Saying that I love pumpkin is probably an understatement – I really love pumpkin :). Pumpkin pancakes with raisinetts from The Friendly Toast in Kendall Sq., Shipyard‘s Pumpkinhead Ale, New England Coffee’s pumpkin spice, pumpkin pie, pumpkin scones…anything pumpkin. Unfortunately those tasty treats are usually only available September – November, and quite frankly that just isn’t enough time for me :). SO, when I saw Pumpkin Chocolate Chip bread from Barbara Bakes in April, I knew it was a sign to go ahead and make some!

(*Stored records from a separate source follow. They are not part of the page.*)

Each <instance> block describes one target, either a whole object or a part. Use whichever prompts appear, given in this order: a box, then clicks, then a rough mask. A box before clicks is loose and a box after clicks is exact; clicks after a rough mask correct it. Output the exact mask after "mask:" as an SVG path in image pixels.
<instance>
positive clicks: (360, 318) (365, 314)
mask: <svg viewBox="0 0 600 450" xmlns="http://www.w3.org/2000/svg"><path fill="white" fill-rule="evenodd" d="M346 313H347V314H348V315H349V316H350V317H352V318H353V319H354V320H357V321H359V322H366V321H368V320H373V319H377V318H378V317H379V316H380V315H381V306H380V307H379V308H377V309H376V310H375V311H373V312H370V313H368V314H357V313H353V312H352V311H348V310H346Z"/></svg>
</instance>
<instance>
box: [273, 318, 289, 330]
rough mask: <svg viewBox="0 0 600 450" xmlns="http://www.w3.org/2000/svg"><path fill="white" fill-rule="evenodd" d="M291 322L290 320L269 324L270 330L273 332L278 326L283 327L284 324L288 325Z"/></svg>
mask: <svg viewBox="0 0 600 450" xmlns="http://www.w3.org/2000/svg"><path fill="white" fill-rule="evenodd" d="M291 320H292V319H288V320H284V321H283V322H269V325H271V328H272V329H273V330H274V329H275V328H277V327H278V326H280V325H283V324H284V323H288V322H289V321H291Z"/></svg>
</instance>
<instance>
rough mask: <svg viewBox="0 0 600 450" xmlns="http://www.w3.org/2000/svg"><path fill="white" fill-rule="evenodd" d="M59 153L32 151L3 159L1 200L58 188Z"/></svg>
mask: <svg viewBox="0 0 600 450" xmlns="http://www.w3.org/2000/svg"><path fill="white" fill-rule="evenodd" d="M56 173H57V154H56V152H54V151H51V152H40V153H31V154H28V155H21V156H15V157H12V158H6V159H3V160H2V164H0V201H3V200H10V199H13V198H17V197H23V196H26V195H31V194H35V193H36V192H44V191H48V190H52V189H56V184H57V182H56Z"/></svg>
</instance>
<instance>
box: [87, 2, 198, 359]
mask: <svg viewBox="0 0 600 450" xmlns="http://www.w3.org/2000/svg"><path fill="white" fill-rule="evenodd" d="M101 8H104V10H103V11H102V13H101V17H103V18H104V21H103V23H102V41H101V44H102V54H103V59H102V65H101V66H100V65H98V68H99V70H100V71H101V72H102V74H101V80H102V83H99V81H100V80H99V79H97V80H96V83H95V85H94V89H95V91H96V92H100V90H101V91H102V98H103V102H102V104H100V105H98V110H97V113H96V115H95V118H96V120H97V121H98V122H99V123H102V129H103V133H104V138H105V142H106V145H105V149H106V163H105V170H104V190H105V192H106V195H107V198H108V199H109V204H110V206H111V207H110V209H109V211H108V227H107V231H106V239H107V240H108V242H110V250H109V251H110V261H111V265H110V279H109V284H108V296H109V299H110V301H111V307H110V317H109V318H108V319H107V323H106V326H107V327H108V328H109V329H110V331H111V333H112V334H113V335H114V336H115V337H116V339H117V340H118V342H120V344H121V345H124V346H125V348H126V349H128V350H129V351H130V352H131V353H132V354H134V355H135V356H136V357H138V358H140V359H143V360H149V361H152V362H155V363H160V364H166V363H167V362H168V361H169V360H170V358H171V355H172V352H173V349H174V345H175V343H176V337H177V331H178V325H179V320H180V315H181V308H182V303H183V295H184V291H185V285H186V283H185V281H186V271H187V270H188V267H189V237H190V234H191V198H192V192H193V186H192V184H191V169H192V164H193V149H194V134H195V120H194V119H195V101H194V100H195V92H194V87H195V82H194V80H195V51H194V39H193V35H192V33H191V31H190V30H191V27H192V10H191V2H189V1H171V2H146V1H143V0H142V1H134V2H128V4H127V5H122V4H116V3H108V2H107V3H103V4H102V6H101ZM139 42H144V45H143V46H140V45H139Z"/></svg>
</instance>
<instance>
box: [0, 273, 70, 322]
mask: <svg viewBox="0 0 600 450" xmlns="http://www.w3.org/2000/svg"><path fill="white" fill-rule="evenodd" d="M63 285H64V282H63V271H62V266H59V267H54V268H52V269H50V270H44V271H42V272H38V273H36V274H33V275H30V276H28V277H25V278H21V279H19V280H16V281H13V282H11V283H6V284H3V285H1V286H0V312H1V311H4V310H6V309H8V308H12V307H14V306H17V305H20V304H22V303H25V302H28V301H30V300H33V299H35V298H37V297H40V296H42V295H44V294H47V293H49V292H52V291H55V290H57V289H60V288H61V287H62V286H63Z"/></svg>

This recipe makes two loaves – perfect for sharing. I brought one down to my grandmother (aww, so sweet 😉 ) and saved one for myself.
Pumpkin Chocolate Chip Bread
Original recipe from Barbara Bakes
- 3 cups all-purpose flour
- 1 teaspoon pumpkin pie spice
- 2 teaspoons ground cinnamon
- 1/2 teaspoon salt
- 1 teaspoon baking soda
- 1/2 teaspoon baking powder
- 1 cup butter, softened (2 sticks)
- 2 cups granulated sugar
- 3 large eggs
- 1 16 oz can of pure pumpkin (I like Libby’s)
- 1 1/2 cups chocolate chips
1. Preheat oven to 350 degrees F and spray two medium loaf pans with Pam or other non-stick cooking spray.
2. In a medium bowl, mix the flour, spices, salt, baking soda, and
baking powder and set aside.
3. In a separate larger bowl, cream the butter and sugar with a hand mixer until
fluffy, about two minutes. This is MUCH easier if you’ve let the butter soften. Mixing can also be done in a stand mixer.
4. Add eggs one at a time mixing well after each addition. Add the pumpkin and combine well.
5. Add the dry ingredients stirring until just combined. Stir in chocolate chips.
6. Spoon batter into prepared pans; don’t fill more than 2/3 full. Bake side-by-side for about 50 min – one hour or until an inserted toothpick comes out clean.
We’re still dealing with a watermain that broke this weekend here in Boston :(. Latest I’ve heard the main is fixed, however until sufficient testing is done residents should not drink the water.